A matéria diz que ele é suspeito de usar sua “autoridade religiosa para constranger mulheres fiéis a praticar atos libidinosos, incluindo conjunção carnal”. Praticar conjunção carnal (penetração do pênis na vagina) ou outros atos libidinosos (por exemplo sexo oral e anal) com alguém sem sua autorização é estupro. Não importa se a pessoa é líder de uma seita religiosa (vale lembrar: não existe o crime de 'abuso sexual', e por isso ninguém pode ser suspeito, indiciado ou acusado por esse crime).
Já se a pessoa aceitou fazer sexo com alguém mas ela foi enganada em relação à identidade ou as circunstâncias e só consentiu por causa desse engano, temos um outro crime: a violação sexual mediante fraude. Se Mariazinha te convence a fazer sexo com ela porque ela é famosa e depois você descobre que ela estava mentindo, você não foi forçado a fazer sexo com ela, mas você foi iludido, e isso é uma violação sexual mediante fraude. Esse também é o caso do famoso ‘teste do sofá’, em que alguém se faz passar por diretor para convencer a pretendente a atriz a fazer sexo com ele, prometendo seleciona-la para a próxima novela. O mesmo ocorre se alguém se faz passar por curandeiro e convence a vítima a fazer sexo com ele para tirar o capeta do corpo dela. Não importa o tipo de sexo que foi feito e o sexo da vítima. O que importa é que a pessoa não foi forçada (se foi, será estupro), mas foi iludida, enganada.
O segundo ponto importante é sobre a prescrição.
Existem dois tipos de prescrição e em todos os casos o magistrado deve analisar se um deles ocorreu:
O crime de estupro tem uma pena máxima de 10 anos (se não houver lesão corporal grave ou se a vítima não for menor de 18 anos). Isso quer dizer que ele prescreve em 16 anos. Já a violação sexual mediante fraude tem pena máxima de 6 anos, e por isso prescreve em 12 anos.
A matéria diz que os crimes ocorreram entre 1985 e 2004. Estamos em 2011. Se foi um caso de estupro, apenas o que ocorreu depois de 1995 pode ser punido. Se foi caso de violação sexual mediante fraude, apenas os crimes ocorridos depois de 1999. Tudo o que ocorreu antes, se de fato ocorreu (não sabemos e só a justiça poderá decidir), ficará impune.

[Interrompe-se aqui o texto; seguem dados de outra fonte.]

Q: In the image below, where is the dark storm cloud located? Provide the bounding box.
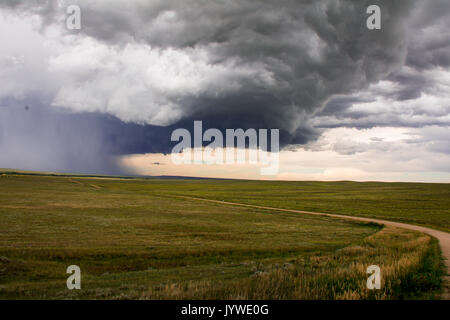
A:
[0,0,448,172]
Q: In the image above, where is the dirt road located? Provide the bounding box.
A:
[178,196,450,300]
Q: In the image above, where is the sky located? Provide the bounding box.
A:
[0,0,450,183]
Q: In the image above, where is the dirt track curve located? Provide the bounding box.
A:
[177,196,450,300]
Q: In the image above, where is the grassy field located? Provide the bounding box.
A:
[0,174,444,299]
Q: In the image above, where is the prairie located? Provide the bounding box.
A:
[0,172,448,299]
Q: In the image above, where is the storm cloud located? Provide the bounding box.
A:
[0,0,450,175]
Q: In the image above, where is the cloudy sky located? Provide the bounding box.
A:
[0,0,450,182]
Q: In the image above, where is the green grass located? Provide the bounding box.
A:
[0,174,445,299]
[140,180,450,232]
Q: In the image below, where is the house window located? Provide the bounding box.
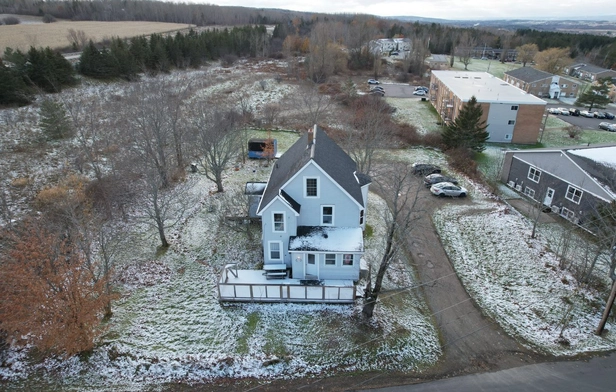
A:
[565,185,583,204]
[524,187,535,199]
[528,166,541,182]
[321,206,334,226]
[560,207,575,221]
[306,178,319,197]
[274,212,284,233]
[268,241,282,260]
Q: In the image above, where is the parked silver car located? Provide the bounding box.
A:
[430,182,468,197]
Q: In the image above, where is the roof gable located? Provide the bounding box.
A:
[258,125,370,212]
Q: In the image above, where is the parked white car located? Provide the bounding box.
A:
[580,110,595,118]
[558,108,569,116]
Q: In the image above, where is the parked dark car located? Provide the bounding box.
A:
[424,173,458,188]
[412,163,441,176]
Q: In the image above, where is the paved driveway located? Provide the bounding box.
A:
[547,104,616,132]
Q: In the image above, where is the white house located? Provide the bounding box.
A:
[257,125,371,281]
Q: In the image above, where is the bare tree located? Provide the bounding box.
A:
[191,104,242,192]
[362,163,421,317]
[343,95,394,175]
[456,32,477,70]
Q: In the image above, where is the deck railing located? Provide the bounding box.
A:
[218,283,355,303]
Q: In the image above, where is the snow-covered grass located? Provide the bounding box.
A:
[433,201,616,355]
[0,139,441,391]
[386,98,442,135]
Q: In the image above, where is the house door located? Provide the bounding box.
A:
[306,253,318,278]
[543,188,554,207]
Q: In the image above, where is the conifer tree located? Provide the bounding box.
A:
[443,95,490,152]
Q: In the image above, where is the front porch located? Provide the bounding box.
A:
[218,264,356,304]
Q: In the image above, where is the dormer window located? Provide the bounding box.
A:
[306,178,319,197]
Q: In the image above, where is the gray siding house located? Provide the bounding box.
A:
[501,145,616,226]
[257,125,371,280]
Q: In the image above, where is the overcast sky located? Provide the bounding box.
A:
[196,0,616,19]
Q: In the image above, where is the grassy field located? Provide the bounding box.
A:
[0,21,190,54]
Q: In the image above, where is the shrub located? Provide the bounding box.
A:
[43,14,57,23]
[2,16,21,25]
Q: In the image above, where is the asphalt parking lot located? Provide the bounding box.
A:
[367,83,427,99]
[546,103,616,132]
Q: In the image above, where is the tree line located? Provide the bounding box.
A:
[0,25,269,105]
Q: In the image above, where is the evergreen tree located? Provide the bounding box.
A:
[575,78,612,110]
[0,62,32,105]
[39,99,71,140]
[443,95,490,152]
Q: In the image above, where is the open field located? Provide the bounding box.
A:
[0,21,191,53]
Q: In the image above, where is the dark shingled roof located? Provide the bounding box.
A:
[505,67,554,82]
[259,126,371,212]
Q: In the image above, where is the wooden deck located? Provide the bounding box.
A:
[218,269,356,304]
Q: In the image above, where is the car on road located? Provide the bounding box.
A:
[412,163,442,176]
[424,173,458,188]
[558,108,569,116]
[580,110,595,118]
[430,182,468,197]
[599,121,616,132]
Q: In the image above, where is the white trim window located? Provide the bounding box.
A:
[304,177,319,197]
[267,241,282,261]
[272,212,285,233]
[565,185,584,204]
[560,207,575,222]
[524,187,535,199]
[321,206,334,226]
[528,166,541,183]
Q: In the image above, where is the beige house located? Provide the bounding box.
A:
[430,71,546,144]
[503,67,580,99]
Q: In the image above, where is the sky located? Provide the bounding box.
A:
[185,0,616,20]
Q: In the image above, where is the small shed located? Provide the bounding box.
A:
[248,139,278,159]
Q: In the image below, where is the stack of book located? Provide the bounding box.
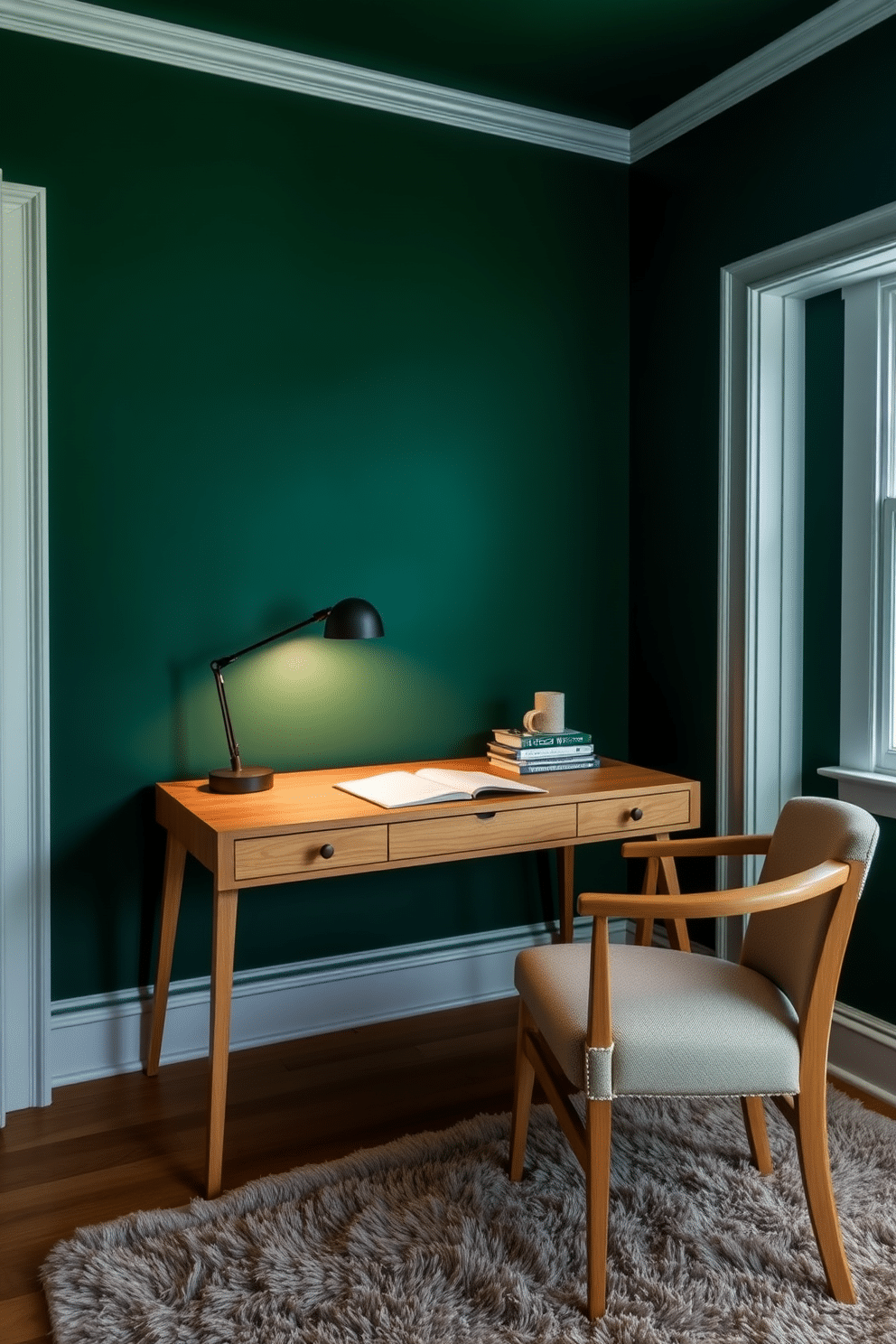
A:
[488,728,601,774]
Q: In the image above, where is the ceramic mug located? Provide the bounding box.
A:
[523,691,565,733]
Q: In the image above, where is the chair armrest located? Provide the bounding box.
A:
[622,835,771,859]
[579,859,849,919]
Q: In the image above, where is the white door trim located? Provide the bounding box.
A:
[717,204,896,956]
[0,182,52,1124]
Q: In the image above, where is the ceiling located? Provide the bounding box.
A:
[106,0,830,129]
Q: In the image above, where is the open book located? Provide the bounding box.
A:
[336,769,548,807]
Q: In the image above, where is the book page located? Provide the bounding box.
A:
[416,768,548,798]
[336,770,471,807]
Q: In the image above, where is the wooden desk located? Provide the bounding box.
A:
[146,757,700,1198]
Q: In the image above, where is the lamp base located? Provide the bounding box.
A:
[209,765,274,793]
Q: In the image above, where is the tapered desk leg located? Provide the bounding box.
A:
[634,831,690,952]
[146,831,187,1078]
[556,844,575,942]
[206,887,239,1199]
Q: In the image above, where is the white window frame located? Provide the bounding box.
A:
[819,273,896,816]
[716,203,896,958]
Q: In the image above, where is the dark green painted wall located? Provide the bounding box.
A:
[0,33,629,999]
[630,20,896,1022]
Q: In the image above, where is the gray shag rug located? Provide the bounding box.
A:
[42,1091,896,1344]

Reparem que os 16 anos e 12 anos para a prescrição foram calculados levando-se em conta as penas máximas possíveis para os dois crimes em questão. Mas isso não quer dizer que o acusado será condenado à pena máxima (na verdade, raramente eles são condenados à pena máxima). E dependendo da pena à qual for condenado, o crime já pode estar prescrito. Por exemplo, se ele for condenado à pena mínima de estupro (que é de 6 anos), o que ocorreu antes de 1999 já estará prescrito. E se ele por condenado à pena mínima de violação sexual mediante fraude (que é de 2 anos), a prescrição ocorrerá em 4 anos, o que impossibilita a punição do crime que ocorreu antes de 2007. Ou seja, ele não será preso, já que estamos em 2011 e, segundo a matéria, não houve crime desde 2004.

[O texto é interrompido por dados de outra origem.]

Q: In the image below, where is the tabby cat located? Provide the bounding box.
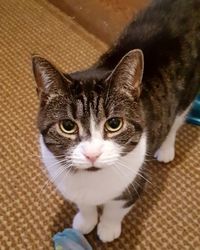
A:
[32,0,200,242]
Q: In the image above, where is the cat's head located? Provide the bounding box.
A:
[33,50,144,173]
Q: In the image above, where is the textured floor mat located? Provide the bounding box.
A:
[0,0,200,250]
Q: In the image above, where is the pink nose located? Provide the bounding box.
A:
[85,153,101,163]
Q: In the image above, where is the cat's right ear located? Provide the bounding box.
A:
[32,55,70,97]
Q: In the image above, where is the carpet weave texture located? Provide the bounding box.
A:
[0,0,200,250]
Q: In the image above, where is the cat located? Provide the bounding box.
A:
[32,0,200,242]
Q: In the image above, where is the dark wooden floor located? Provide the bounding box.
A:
[49,0,150,44]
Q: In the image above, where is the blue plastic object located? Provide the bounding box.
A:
[53,228,92,250]
[187,94,200,126]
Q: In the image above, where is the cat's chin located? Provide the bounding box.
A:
[75,166,102,172]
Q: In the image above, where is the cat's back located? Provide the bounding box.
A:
[99,0,200,78]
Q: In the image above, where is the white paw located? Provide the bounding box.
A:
[154,146,175,163]
[97,222,121,242]
[72,212,97,234]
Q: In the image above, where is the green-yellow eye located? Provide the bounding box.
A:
[59,119,78,134]
[105,117,123,133]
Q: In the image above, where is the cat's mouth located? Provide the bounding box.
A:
[84,166,100,172]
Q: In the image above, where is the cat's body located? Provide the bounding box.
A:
[33,0,200,241]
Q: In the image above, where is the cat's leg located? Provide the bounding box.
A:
[97,200,131,242]
[73,205,98,234]
[154,106,191,163]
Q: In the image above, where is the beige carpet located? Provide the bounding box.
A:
[0,0,200,250]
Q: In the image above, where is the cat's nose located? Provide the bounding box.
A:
[84,152,101,164]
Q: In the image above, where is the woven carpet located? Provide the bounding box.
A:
[0,0,200,250]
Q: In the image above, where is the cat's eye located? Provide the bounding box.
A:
[59,119,78,134]
[105,117,123,133]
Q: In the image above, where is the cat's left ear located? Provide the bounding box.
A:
[32,55,71,97]
[111,49,144,97]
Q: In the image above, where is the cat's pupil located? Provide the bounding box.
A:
[62,120,75,131]
[108,118,121,129]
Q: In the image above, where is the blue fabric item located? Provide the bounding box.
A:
[187,94,200,126]
[53,228,92,250]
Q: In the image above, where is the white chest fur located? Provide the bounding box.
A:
[40,133,146,205]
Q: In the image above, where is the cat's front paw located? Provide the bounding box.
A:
[154,146,175,163]
[72,212,98,234]
[97,221,121,242]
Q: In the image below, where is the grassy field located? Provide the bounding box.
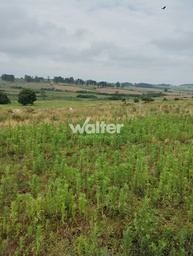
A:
[0,81,193,256]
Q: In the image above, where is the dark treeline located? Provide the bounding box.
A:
[1,74,170,88]
[1,74,15,82]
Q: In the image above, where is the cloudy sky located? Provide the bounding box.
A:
[0,0,193,84]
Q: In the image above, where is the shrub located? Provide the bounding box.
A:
[0,92,11,104]
[18,89,36,106]
[133,98,139,103]
[76,94,97,99]
[142,96,154,103]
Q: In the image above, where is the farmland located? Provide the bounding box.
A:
[0,80,193,256]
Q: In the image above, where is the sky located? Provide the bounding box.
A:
[0,0,193,85]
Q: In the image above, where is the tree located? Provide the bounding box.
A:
[1,74,15,82]
[0,92,11,104]
[24,75,34,83]
[18,89,36,106]
[116,82,121,88]
[54,76,64,84]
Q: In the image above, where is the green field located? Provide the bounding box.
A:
[0,80,193,256]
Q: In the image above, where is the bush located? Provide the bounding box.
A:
[76,94,97,99]
[142,96,154,103]
[0,92,11,104]
[134,98,139,103]
[18,89,36,106]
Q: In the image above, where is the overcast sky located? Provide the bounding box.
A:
[0,0,193,84]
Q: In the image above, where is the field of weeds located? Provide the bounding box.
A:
[0,101,193,256]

Mas reparem que a matéria também diz que o suspeito tem mais de 70 anos. Isso significa que todos os prazos para a prescrição caem pela metade. Não importa que ele tinha menos de 70 anos quando cometeu os crimes. O que importa é sua idade na data da condenação (que ainda sequer ocorreu).
Logo, mesmo que ele receba a pena máxima para o crime de estupro (10 anos), a prescrição que normalmente ocorreria em 16 anos passa a ocorrer em 8 anos por conta de sua idade. Como já estamos em 2011, ele só poderá ser punido por um crime ocorrido em 2003 ou 2004. Já se o crime foi de violação sexual mediante fraude, cuja pena máxima é de 6 anos, já ocorreu a prescrição de tudo que ocorreu antes de 2005.
É por isso que é tão importante que as vítimas procurem a polícia tão logo ocorra o crime. Uma outra razão é aquele apontada pelo pastor entrevistado na matéria: depois de tanto tempo, a coleta de provas fica muito mais difícil e tudo o que resta é a palavra das vítimas. E se houver dúvida entre a palavra da vítima e a do acusado, prevalece o princípio de ‘in dubio, pro reo’, ou seja, na dúvida entre as duas versões, aceita-se a versão do réu.